Son frère, Robert Talbot, condamné pour détention d’arme par un tribunal militaire allemand siégeant en zone occupée, a été envoyé, sur ordre du Commandement militaire de Paris, purger sa peine de détention sur le territoire du Reich. Le 19 avril 1943, il a été déporté vers la prison (Gefängnis) de Kaiserslautern, transféré ensuite à celle de Bayreuth, puis vers les travaux forcés (Zuchthaus) de Rheinbach et de Siegburg. Il a été libéré dans cette dernière prison le 10 avril 1945.

Un des beaux-frères de René Talbot semble avoir été aussi victime de la répression.

Notes :

[1] Seine-Maritime : département dénommé “Seine-Inférieure” jusqu’en janvier 1955.

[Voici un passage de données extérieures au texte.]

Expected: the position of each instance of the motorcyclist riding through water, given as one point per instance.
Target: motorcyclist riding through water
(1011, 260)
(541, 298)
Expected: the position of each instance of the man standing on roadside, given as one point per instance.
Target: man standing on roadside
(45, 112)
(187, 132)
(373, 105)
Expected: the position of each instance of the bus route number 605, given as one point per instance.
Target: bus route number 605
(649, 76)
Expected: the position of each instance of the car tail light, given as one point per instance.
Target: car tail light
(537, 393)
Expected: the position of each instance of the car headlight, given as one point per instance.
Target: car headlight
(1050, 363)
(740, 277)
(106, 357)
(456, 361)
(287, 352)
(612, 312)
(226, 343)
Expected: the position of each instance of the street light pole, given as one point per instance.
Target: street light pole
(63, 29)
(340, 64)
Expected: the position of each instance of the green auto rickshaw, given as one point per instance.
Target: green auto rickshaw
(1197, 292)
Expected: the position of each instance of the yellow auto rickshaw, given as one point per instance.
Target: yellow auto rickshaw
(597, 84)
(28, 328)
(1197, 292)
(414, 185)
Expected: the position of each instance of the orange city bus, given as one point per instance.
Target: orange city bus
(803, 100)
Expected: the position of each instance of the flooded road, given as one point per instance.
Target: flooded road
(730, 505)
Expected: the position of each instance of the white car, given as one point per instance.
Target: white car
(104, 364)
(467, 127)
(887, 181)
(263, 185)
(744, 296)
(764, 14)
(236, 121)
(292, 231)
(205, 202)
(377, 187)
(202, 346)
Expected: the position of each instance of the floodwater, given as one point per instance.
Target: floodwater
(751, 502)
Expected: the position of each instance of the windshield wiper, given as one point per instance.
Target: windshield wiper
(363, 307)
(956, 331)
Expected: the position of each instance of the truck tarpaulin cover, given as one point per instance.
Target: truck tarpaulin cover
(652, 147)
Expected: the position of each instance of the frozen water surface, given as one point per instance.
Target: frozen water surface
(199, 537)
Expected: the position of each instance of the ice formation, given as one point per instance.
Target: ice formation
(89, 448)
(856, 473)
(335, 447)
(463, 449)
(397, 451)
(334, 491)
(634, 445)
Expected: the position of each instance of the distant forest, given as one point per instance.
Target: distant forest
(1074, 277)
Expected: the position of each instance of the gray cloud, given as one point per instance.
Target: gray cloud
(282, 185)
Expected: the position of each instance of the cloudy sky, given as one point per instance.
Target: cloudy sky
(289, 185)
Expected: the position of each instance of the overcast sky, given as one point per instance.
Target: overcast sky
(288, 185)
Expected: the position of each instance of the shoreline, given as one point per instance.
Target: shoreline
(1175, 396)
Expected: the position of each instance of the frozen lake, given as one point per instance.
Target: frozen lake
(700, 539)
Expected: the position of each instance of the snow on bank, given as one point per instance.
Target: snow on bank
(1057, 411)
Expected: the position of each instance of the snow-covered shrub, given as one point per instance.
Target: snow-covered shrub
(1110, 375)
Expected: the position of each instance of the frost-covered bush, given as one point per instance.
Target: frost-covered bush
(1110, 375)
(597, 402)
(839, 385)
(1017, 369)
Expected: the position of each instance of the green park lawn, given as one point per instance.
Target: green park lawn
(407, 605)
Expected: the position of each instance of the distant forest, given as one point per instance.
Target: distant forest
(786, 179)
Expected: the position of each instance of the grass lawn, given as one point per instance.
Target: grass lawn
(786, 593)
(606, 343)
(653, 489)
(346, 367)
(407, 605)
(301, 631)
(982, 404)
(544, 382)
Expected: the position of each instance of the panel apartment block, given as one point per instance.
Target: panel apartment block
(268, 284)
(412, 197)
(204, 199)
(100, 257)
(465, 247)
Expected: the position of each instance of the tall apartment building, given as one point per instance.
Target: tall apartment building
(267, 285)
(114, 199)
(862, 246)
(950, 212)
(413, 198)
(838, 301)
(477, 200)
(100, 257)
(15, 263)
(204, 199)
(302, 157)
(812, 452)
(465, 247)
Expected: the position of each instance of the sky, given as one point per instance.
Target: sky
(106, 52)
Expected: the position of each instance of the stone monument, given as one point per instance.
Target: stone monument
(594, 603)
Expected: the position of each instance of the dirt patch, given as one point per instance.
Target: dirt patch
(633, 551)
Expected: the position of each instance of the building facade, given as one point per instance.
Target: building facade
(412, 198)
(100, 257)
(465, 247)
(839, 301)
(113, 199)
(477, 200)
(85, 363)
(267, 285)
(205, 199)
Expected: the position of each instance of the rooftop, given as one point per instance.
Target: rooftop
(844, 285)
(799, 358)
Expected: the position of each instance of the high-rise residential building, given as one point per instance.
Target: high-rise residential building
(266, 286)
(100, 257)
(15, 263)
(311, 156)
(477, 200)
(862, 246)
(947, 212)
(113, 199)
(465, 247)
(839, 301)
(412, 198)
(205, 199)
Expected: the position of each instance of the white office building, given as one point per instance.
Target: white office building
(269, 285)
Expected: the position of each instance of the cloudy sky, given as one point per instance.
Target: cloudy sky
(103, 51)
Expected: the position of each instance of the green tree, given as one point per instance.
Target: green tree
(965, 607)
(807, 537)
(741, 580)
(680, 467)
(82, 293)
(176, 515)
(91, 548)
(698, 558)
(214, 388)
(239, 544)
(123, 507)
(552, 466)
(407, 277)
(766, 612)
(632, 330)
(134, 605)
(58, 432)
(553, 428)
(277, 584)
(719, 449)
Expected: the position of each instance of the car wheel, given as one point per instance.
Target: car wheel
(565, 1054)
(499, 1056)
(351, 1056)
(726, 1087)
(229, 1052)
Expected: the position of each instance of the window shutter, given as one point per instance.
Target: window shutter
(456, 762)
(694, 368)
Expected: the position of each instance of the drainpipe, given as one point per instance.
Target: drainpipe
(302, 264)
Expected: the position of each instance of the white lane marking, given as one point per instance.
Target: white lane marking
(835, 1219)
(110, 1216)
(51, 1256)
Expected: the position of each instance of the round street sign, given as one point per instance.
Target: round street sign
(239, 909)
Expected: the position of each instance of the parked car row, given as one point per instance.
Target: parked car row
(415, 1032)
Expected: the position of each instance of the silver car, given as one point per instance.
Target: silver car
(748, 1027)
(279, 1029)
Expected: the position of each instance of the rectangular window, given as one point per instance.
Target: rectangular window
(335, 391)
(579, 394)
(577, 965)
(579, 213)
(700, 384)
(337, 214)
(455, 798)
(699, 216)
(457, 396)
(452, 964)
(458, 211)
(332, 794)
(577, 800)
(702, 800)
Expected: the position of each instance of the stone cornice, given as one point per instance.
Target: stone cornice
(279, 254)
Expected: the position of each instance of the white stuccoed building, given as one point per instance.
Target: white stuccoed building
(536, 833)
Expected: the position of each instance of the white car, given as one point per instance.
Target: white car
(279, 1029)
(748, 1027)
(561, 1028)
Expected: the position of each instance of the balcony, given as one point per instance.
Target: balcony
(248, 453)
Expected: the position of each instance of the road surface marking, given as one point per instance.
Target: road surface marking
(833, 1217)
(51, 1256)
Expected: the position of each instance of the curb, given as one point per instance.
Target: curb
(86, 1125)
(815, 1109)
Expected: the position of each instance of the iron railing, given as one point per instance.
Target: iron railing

[2] Le camp de Royallieu, sous contrôle militaire allemand, a d’abord été un camp de prisonniers de guerre (Frontstalag 122), puis, après l’invasion de l’URSS, un « camp de concentration permanent pour éléments ennemis actifs ». À partir de septembre 1941, on y prélève – comme dans les autres camps et prisons de zone occupée – des otages à fusiller. À partir du 12 décembre 1941, un secteur du sous-camp “C” est réservé aux Juifs destinés à être déportés à titre de représailles. Le camp des Juifs est supprimé le 6 juillet 1942, après le départ de la plupart de ses internés dans le convoi transportant les otages communistes vers Auschwitz. Les derniers détenus juifs sont transférés au camp de Drancy (Seine / Seine-Saint-Denis).

Sources :

- Claudine Cardon-Hamet, Triangles rouges à Auschwitz, Le convoi politique du 6 juillet 1942, Éditions Autrement, collection mémoires, Paris 2005, pages 376 et 421.
- Cl. Cardon-Hamet, notice pour l’exposition de Mémoire Vive sur les “45000” et “31000” de Seine-Maritime, réalisée à Rouen en 2000, citant : Témoignage de son épouse, 3/5/1992 – Questionnaire rempli par sa fille, Madame Sauzereau, 6/6/1992 – Témoignage d René Demerseman, du Trait, 9/1990 – Mairie du Trait (26/5/1992).
- Louis Eudier (45523), listes à la fin de son livre Notre combat de classe et de patriotes (1939-1945), imprimerie Duboc, Le Havre, sans date (1977 ?).
- Archives départementales de Seine-Maritime, site internet, archives en ligne : registre d’état civil de Maulévrier-Sainte-Gertrude, année 1905 (4E 16287), acte n° 30 (vue 18/30).
- Archives départementales de Seine-Maritime, Rouen, site de l’Hôtel du Département : cabinet du préfet 1940-1946, individus arrêtés par les autorités de Vichy ou par les autorités d’occupation, dossiers individuels de Rob à Z (51 W 421), recherches conduites avec Catherine Voranger, petite-fille de Louis jouvin (“45697”).
- Death Books from Auschwitz, Remnants, Musée d’État d’Auschwitz-Birkenau, K.G.Saur, 1995 ; relevé des registres (incomplets) d’actes de décès du camp d’Auschwitz dans lesquels a été inscrite, du 27 juillet 1941 au 31 décembre 1943, la mort de 68 864 détenus pour la plupart immatriculés dans le camp (sans indication du numéro attribué), tome 3, page 1236 (18740/1942).
- Concernant Robert Talbot : Thomas Fontaine, Laurent Thiery, in Livre-Mémorial de la FMD, tome 1, pages 845 et 846, 850, I.96. Les départs des prisons de zone occupée vers celles du Reich, en avril 1943.

MÉMOIRE VIVE

(dernière mise à jour, le 6-05-2021)

Cette notice biographique doit être considérée comme un document provisoire fondé sur les archives et témoignages connus à ce jour. Vous êtes invité à corriger les erreurs qui auraient pu s’y glisser et/ou à la compléter avec les informations dont vous disposez (en indiquant vos sources).

En hommage à Roger Arnould (1914-1994), Résistant, rescapé de Buchenwald, documentaliste de la FNDIRP qui a initié les recherches sur le convoi du 6 juillet 1942.